Vris and I had become a little bit of an item in the close community of researchers, technicians, and Defense Department people clustered around the project dubbed “Hollywood” by the CIA. If this was The X-Files, she had become the Scully to my Mulder—or so it amused me to think. I guess that made poor Norby into all three “Lone Gunmen” rolled into one lonely guy.
Once out beyond reach of any possible long-range directional microphone, I said, “You like making me squirm, don’t you?”
Vris laughed. “You make too tempting a target.”
I smiled. “Are you calli
ng me a drama queen?”
Her face fell. “They will make the Device disappear, you know.”
That brought me back to the cold, hard, lava-encrusted earth. “Why? It’s the most fantastic discovery in archaeological history!”
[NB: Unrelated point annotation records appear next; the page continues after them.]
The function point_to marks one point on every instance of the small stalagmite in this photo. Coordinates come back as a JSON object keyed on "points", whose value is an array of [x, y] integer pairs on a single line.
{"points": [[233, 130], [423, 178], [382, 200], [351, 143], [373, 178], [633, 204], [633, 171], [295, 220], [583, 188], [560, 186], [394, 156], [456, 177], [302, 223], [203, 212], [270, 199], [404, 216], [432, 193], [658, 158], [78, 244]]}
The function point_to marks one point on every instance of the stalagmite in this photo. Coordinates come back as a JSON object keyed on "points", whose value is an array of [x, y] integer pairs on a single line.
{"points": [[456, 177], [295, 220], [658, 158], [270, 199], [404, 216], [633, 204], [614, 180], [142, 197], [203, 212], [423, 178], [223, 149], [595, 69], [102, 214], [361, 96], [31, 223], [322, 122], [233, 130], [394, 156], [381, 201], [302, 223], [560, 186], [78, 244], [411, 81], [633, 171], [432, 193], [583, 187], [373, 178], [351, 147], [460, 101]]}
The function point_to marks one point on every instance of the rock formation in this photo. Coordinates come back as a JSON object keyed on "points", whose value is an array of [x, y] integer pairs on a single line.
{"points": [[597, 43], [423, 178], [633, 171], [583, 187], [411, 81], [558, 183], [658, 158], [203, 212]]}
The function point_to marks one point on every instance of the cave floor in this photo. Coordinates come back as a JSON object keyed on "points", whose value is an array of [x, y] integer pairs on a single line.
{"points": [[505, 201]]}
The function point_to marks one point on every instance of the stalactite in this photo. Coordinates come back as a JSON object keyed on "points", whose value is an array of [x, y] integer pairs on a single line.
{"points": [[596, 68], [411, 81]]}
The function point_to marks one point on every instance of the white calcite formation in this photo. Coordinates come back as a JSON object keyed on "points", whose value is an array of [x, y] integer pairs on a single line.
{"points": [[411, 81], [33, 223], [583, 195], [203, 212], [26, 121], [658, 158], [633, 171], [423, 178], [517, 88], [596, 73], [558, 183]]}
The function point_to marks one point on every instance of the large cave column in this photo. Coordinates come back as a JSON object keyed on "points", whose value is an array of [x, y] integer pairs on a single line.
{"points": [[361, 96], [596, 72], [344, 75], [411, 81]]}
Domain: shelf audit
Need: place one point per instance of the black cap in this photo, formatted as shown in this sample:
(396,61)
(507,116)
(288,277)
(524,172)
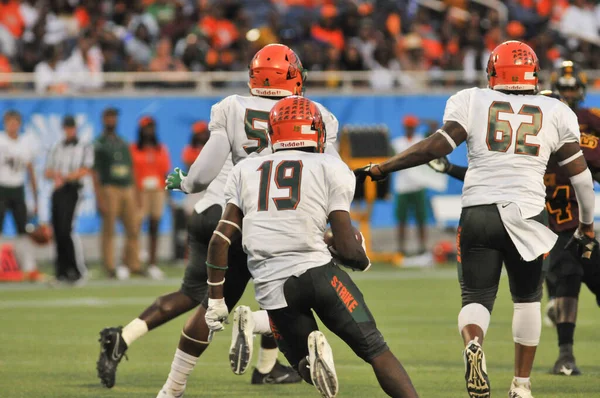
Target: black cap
(110,111)
(69,121)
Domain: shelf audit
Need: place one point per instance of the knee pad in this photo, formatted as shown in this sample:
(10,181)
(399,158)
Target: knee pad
(527,323)
(485,297)
(474,314)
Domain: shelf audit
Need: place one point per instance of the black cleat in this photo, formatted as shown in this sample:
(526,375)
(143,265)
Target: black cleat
(112,350)
(280,374)
(478,383)
(565,365)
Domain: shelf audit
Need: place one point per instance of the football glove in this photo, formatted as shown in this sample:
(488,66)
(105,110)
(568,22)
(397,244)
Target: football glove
(174,180)
(362,173)
(441,165)
(216,314)
(584,246)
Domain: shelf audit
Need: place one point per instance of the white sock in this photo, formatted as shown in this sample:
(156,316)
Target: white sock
(134,330)
(266,359)
(261,322)
(181,367)
(25,253)
(522,381)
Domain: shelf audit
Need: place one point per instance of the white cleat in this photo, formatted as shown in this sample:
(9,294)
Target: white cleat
(165,393)
(520,390)
(322,369)
(242,334)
“You’ve never lived in ‘the largest democracy on Earth.’”
“I don’t follow.”
“I’m not a Hindu, Buddhist, or a Muslim.”
Now she had me completely confused. “What’s that got to do with finding the bugs?”
She stopped walking, and pulled me to a halt by tugging my arm. “I’m the daughter of indigenous Christian missionaries. Things have been changing in your country for a long time, and not for the better. Its leadership is becoming more that like that of my country. I’ve had a faith crisis since a Hindu mob beat my father to death in front of my eyes, when I was eight years old. I know from experience that the majority are not always right, and are not always wise or good. I know many fine Hindu people—so I’m not saying this against Hindus as such—it’s just that those particular men were not good, and they had the ear of the local authorities in ways that our tiny church did not.”
“I’m sorry, Vris, I didn’t know. But I still don’t understand.”
“The things you and Norby told me that the Woman said in your dreams”—We had all taken to calling the woman on the ancient recording simply the Woman—“I’ve been having dreams too; since before you both even mentioned them, since before you even arrived, Ben. I know I should have told you, and I’m sorry, but it scares me! This Woman who may be the mother of us all, speaking from before the dawn of history, says things so like what my own mother used to tell me, after they murdered my father! The madness that followed, the influence the men who killed him had over the local authorities! I ran from my parent’s faith—I broke my mother’s heart—and now it’s all coming back!”